The flexible inkjet-nanoparticle-printed biochip
To circumvent these problems, Davis’s team turned to a surprising manufacturing device: an ink-jet printer, similar to the one you probably have at your workplace.
The new chip, dubbed FINP chip, is a modular, three-layered sandwich: the top reusable layer is made of commercially available conductive particles directly printed onto a flexible polyethylene sheet. The bottom layer is a disposable silicone chamber designed to hold biological fluids. A thin insulating barrier separates the top electronics from the chamber.
Making the chip is an easy two-step process.
First, users can use any vector-drawing software—for example, Adobe Illustrator—to draw a customized electronic configuration. Because different configurations can be used for different diagnostic purposes, this step tailors the chip to a user’s exact needs.
Next, using any inkjet printer, the drawn electronic pattern is printed onto a cheap, plastic-like sheet, and plopped onto single-use chambers that can be supplied to the user in bulk.
Just like 3D printing, these designs may eventually be downloadable, allowing anyone with a printer to produce their own biochips when needed.
“Production only takes 20 minutes,” says Esfandyarpour.
Similar to previous microchips, the FINP chip isolates cells and biomolecules based on their intrinsic electrical properties. As proof-of-concept, the team designed a chip with two types of chambers: one that isolates cells, and one that analyzes them. They then ran the device through a series of experiments to validate the chip.
In one test, the team showed that the device could efficiently capture breast cancer cells from a fluid sample. Similar to most biomolecules like proteins and DNA, cancer cells have a unique surface charge. By manipulating the electronic field, researchers were able to steer the cancer cells toward a specific chamber on the chip and trap them there, away from all the other cell types.
Since the ability to pick out rare circulating tumor cells can increase our understanding of cancer metastasis, the device could help us detect early spread and potentially save lives, especially in developing countries, the authors explain.
In another experiment, the team wanted to see if the chip could be used to accurately count the number of cells in a given sample. Immune cell counts are often used to diagnose infectious diseases like tuberculosis and malaria, and traditionally done with a technique called flow cytometry that can cost $100,000 for the equipment alone. The penny chip performed just as well.

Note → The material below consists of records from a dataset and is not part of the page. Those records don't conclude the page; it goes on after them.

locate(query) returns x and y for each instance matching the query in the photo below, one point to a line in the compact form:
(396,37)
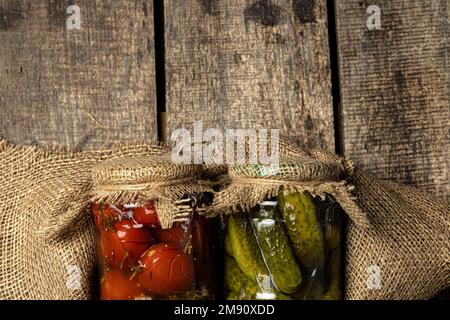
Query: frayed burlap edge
(244,193)
(166,197)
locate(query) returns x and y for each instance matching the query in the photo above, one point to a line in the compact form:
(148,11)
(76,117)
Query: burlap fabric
(139,178)
(47,248)
(401,232)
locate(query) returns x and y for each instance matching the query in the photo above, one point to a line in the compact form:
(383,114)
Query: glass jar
(138,259)
(287,247)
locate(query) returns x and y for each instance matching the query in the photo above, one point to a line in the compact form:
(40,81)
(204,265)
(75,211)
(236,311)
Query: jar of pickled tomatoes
(153,242)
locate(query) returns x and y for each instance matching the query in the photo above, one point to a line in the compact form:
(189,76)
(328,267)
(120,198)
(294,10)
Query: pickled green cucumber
(236,281)
(277,253)
(245,248)
(304,230)
(240,287)
(312,288)
(228,247)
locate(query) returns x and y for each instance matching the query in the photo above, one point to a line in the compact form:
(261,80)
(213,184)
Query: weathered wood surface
(78,88)
(250,64)
(395,90)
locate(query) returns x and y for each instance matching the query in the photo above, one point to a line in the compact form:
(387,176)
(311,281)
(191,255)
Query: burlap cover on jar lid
(47,247)
(402,232)
(140,178)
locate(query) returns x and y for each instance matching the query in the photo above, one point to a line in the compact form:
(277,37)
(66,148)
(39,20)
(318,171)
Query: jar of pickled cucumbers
(152,242)
(287,247)
(280,242)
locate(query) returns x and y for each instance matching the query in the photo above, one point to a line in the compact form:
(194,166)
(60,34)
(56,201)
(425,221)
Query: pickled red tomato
(178,235)
(134,238)
(166,270)
(117,286)
(146,215)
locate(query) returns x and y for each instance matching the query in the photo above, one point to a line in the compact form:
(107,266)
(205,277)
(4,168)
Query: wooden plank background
(250,64)
(235,64)
(395,90)
(79,88)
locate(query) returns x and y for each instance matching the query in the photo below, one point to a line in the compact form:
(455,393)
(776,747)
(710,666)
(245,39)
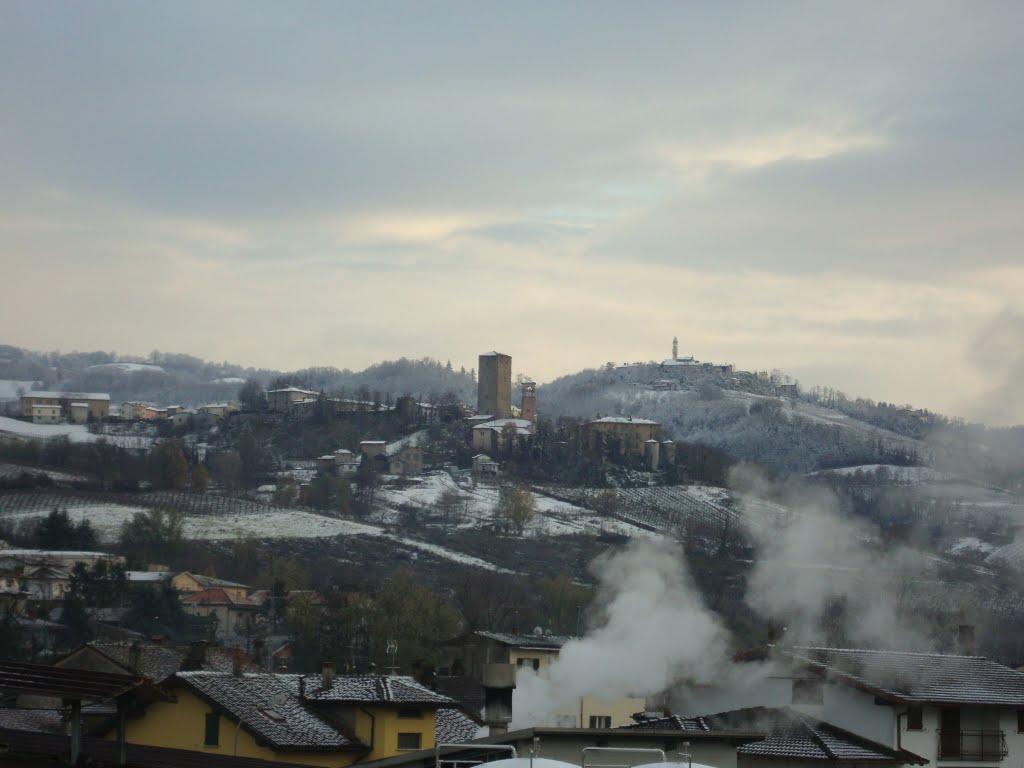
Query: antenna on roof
(392,648)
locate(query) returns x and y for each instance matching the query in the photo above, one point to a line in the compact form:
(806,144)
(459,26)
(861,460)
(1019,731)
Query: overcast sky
(834,189)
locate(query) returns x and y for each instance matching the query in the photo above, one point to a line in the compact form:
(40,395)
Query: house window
(807,691)
(409,741)
(212,735)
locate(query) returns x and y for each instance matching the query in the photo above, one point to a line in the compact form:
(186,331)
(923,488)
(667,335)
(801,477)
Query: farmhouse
(97,403)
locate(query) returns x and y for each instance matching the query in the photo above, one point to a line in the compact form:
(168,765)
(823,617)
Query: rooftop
(526,641)
(922,678)
(68,395)
(791,736)
(268,707)
(216,596)
(623,420)
(454,726)
(30,747)
(72,684)
(158,663)
(210,582)
(373,689)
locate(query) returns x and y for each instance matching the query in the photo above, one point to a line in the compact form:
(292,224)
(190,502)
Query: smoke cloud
(996,350)
(828,579)
(653,628)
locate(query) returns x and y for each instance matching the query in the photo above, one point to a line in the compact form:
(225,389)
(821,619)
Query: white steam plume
(818,559)
(654,629)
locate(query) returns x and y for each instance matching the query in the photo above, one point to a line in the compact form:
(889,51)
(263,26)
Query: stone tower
(528,407)
(494,391)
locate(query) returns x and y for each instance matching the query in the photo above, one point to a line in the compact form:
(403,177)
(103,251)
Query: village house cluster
(801,707)
(42,407)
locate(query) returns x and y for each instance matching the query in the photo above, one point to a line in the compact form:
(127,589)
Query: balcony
(987,745)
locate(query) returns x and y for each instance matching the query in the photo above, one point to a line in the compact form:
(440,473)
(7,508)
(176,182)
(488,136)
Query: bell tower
(528,407)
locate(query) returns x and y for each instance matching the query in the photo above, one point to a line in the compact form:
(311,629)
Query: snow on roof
(208,582)
(453,726)
(791,735)
(500,423)
(56,554)
(268,707)
(623,420)
(40,721)
(68,395)
(526,641)
(925,678)
(215,596)
(373,689)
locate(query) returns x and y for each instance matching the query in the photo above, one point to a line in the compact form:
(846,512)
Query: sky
(830,189)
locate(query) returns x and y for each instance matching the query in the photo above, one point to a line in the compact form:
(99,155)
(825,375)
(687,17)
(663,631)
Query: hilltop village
(305,576)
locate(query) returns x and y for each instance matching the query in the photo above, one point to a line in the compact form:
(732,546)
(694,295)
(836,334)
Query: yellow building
(497,658)
(45,414)
(317,720)
(97,403)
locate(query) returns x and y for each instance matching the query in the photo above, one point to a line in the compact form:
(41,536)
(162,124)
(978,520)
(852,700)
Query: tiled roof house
(950,710)
(309,719)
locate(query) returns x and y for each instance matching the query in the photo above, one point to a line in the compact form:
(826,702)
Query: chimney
(135,658)
(196,657)
(965,640)
(327,675)
(259,651)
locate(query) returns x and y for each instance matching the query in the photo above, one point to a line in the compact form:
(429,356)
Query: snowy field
(127,368)
(11,389)
(8,471)
(907,475)
(74,432)
(251,520)
(476,506)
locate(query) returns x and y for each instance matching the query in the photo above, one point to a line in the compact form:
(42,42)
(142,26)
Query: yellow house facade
(97,403)
(500,658)
(316,720)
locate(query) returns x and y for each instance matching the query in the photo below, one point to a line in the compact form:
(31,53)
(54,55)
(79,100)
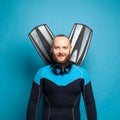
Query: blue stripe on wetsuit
(62,80)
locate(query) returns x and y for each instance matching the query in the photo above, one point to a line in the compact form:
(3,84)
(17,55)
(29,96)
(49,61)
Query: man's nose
(61,51)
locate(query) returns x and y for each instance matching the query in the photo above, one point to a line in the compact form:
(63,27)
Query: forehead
(61,40)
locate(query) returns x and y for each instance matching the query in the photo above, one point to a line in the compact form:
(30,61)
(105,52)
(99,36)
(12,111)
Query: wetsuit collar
(61,68)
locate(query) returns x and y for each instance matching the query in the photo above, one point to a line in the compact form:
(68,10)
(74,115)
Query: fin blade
(80,38)
(42,37)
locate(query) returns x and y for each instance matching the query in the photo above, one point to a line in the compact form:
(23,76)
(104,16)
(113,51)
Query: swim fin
(42,37)
(80,38)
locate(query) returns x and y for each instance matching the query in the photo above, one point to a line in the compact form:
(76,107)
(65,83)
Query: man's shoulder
(40,73)
(42,69)
(79,68)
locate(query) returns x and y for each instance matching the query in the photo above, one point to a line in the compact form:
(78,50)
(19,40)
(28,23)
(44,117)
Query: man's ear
(71,48)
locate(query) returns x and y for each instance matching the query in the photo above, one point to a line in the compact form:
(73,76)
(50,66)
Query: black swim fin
(42,37)
(80,38)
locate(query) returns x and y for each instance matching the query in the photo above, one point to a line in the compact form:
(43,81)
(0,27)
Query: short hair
(59,35)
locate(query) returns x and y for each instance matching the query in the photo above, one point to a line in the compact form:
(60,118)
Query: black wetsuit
(61,94)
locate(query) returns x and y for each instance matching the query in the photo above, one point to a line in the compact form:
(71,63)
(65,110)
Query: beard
(56,58)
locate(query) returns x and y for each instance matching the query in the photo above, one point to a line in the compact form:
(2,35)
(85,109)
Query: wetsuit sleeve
(34,99)
(89,99)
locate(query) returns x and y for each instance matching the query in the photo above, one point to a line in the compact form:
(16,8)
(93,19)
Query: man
(61,84)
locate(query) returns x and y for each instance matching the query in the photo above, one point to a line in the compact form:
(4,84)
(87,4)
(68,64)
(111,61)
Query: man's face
(61,49)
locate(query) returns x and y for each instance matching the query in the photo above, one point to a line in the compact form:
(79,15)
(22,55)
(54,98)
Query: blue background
(19,60)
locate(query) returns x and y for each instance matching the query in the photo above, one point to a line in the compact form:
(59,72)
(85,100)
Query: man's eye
(56,47)
(65,47)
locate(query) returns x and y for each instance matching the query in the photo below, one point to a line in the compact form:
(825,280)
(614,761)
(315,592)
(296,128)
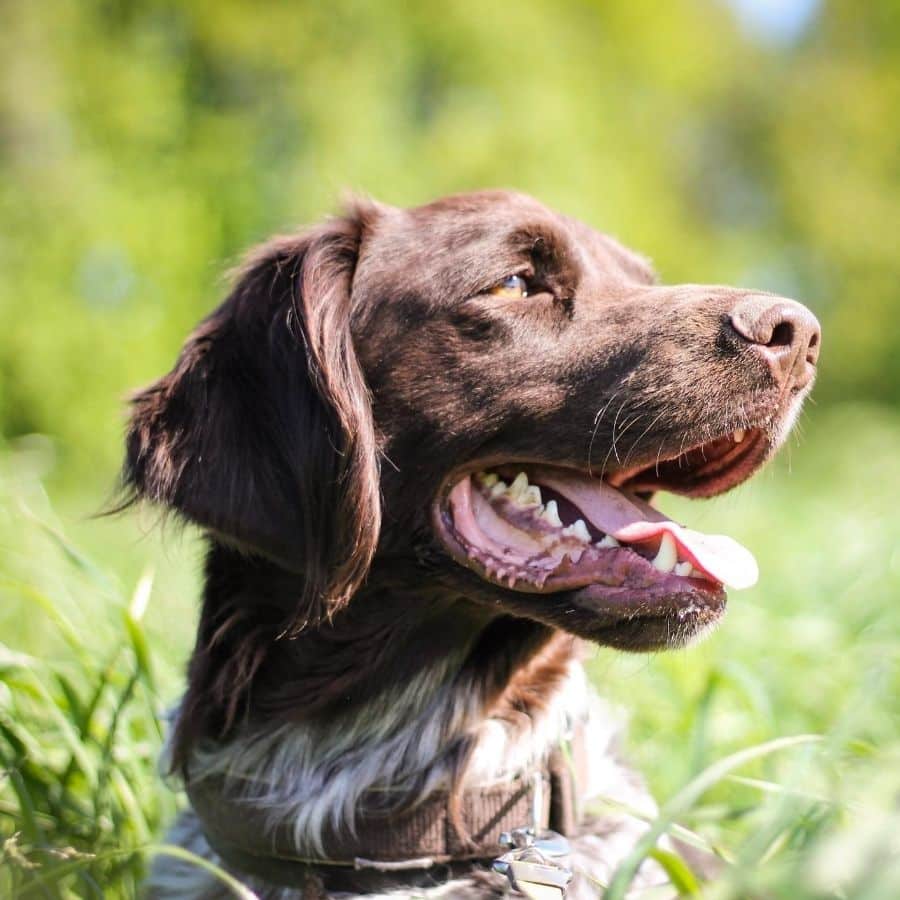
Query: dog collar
(440,838)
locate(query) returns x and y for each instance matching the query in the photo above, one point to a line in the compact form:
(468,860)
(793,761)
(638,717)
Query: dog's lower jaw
(285,771)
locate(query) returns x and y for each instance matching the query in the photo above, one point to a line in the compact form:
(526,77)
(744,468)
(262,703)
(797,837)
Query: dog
(422,445)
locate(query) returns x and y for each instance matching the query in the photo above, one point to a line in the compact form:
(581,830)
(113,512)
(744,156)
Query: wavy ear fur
(263,432)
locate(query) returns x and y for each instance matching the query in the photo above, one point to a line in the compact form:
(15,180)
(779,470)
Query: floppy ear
(263,431)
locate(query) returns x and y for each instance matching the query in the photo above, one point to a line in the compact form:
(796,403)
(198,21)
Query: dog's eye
(514,287)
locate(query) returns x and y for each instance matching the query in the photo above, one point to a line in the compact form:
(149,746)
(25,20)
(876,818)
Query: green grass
(775,743)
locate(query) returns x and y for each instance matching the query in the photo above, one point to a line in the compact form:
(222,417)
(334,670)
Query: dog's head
(485,394)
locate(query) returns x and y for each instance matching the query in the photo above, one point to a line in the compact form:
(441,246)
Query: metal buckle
(530,861)
(530,864)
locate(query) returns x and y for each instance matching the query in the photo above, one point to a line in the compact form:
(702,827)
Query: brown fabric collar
(389,846)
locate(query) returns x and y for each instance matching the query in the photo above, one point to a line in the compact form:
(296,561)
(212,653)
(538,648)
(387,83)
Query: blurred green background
(145,145)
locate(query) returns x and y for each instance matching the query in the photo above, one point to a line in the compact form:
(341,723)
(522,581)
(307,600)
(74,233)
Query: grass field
(776,742)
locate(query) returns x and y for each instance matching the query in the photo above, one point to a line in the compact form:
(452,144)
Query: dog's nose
(785,333)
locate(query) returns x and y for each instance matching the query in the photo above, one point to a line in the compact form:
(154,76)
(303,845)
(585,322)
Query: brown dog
(422,445)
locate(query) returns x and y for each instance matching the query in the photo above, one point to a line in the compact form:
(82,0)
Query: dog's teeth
(667,556)
(551,514)
(499,489)
(578,530)
(518,487)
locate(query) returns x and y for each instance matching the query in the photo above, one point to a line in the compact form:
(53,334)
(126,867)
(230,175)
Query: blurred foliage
(146,143)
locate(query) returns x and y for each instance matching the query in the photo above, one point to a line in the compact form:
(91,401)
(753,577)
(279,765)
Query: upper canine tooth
(667,555)
(499,489)
(551,514)
(518,487)
(578,530)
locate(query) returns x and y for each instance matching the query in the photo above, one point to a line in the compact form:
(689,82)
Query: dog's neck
(403,692)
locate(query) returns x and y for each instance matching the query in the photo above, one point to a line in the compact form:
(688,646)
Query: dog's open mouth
(542,528)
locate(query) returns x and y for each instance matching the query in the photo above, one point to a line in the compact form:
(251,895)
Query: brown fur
(311,421)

The FNIP chip is the latest win for frugal science—a field that’s bringing cheap, portable and reliable tools to doctors anywhere in the world.
Davis and his team are now working hard to get their chip ready for commercialization.
“Any platform for diagnostics or other biomedical applications must go through several testing, validation and optimization paths before commercialization, and we’ll take and follow it very seriously,” says Esfandyarpour.
But the team is optimistic that their device can make a difference.
“[We believe] this work will enable greater individual access to… diagnostic applications in resource-poor and developing countries,” says Davis.